The magazine is based in Santiago, Chile, so there is no way I would have heard of it or had the opportunity to work with such a revolutionary publication if it wasn’t for networking. A Chilean friend of mine, AZ, whom I had met in India while we were both working for the same company, was serving as the Editor-in-Chief at the time when she asked me to write an article about Uganda, after I had returned from my trip.
And that one article led me to be a regular journalist for the publication, as well as their head marketer. Fortunately, I was able to fuse three of my foremost passions—writing, marketing, and traveling.
Sure, merit and hard work are extremely important. But sometimes it’s just not enough. Much of this world, though it pains me to say it, is about “who you know,” instead of “what you know.” When you’re applying for a job that receives 1,000 equally qualified applicants, you can either rely on a stroke of good luck or start looking at your contact list to see if you may know someone in that organization that might help to get your application recognized. What you know is important for you to sustain the job, but who you know can help to get your foot in the door and be your personal stamp of approval.
A few tips I have learned over the years:
- Don’t burn your bridges. Just because someone couldn’t help you at one point, doesn’t mean that they can’t be your saving grace at another point in time.

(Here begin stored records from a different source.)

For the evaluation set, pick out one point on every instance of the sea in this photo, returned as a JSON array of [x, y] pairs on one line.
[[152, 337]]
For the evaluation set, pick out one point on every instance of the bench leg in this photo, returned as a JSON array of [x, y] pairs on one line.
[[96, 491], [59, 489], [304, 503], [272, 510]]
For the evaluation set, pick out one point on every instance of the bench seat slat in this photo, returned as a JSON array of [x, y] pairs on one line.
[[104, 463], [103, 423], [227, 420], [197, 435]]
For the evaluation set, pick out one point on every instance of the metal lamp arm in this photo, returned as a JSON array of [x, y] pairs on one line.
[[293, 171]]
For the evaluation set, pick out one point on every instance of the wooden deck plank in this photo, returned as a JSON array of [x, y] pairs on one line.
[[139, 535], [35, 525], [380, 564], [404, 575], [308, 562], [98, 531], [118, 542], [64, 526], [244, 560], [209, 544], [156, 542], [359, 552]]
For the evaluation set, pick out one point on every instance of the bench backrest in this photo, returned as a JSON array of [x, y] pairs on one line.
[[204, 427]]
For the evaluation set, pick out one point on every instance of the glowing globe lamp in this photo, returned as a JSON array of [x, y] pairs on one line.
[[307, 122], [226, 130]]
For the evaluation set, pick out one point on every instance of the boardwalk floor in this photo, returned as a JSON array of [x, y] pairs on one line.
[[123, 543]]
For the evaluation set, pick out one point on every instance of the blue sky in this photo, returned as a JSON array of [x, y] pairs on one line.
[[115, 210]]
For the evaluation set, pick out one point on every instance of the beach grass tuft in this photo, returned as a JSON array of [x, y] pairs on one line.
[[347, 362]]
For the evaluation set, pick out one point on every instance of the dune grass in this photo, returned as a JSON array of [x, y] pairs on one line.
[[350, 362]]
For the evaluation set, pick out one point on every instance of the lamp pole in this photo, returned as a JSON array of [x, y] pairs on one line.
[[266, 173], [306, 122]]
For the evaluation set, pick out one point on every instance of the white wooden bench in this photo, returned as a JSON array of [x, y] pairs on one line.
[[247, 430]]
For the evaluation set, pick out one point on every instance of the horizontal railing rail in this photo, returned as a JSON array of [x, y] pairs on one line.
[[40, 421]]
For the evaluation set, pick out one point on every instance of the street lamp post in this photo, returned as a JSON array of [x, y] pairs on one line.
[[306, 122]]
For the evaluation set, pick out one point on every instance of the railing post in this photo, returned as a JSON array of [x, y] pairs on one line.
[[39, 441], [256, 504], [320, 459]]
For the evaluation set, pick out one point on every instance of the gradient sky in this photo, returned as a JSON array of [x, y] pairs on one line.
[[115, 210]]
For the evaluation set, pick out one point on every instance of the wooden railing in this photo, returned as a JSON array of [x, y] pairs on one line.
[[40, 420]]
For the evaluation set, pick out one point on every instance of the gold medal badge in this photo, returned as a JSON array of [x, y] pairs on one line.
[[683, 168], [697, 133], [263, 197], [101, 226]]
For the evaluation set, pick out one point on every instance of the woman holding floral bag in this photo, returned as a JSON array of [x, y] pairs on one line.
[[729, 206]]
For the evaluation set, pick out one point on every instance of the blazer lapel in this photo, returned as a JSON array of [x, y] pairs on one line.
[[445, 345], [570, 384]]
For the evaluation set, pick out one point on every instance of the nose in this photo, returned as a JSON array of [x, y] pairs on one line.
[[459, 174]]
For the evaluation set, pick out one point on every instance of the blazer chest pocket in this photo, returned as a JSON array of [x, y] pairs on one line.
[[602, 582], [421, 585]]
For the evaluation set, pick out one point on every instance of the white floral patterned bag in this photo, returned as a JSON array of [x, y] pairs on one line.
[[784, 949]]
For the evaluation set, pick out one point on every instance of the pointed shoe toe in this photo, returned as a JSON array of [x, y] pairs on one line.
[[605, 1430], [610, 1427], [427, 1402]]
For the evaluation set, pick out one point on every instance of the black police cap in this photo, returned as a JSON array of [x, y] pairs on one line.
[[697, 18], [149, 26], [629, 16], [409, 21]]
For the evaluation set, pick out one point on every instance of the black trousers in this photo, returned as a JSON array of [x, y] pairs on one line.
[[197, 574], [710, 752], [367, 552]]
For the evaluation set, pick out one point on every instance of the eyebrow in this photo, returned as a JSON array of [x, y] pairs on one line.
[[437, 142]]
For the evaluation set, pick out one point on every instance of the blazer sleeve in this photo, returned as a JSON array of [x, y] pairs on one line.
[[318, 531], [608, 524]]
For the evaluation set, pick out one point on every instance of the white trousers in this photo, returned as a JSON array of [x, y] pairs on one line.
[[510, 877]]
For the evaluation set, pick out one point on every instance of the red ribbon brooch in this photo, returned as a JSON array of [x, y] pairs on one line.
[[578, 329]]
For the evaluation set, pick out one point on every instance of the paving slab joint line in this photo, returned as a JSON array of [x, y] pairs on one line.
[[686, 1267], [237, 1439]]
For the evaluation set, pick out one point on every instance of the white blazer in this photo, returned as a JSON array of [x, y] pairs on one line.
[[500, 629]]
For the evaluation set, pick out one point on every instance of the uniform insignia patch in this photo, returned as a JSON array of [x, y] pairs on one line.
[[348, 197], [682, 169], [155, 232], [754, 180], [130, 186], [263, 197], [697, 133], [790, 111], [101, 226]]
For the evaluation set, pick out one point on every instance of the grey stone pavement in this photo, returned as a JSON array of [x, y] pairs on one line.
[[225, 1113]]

- Be honest. People can see right past schmoozers and fake people. Genuinely care about what the other person is saying without the thought of “What can this person do for me?” repeatedly swirling in your head.
- Never write off a person because you’re “ahead” of them in the game now.According to the old adage, “Be careful whose toes you step on today because they might be connected to the foot that kicks your a** tomorrow.”
- Be kind. People may or may not remember what you did or said, but they will always remember how you made them feel.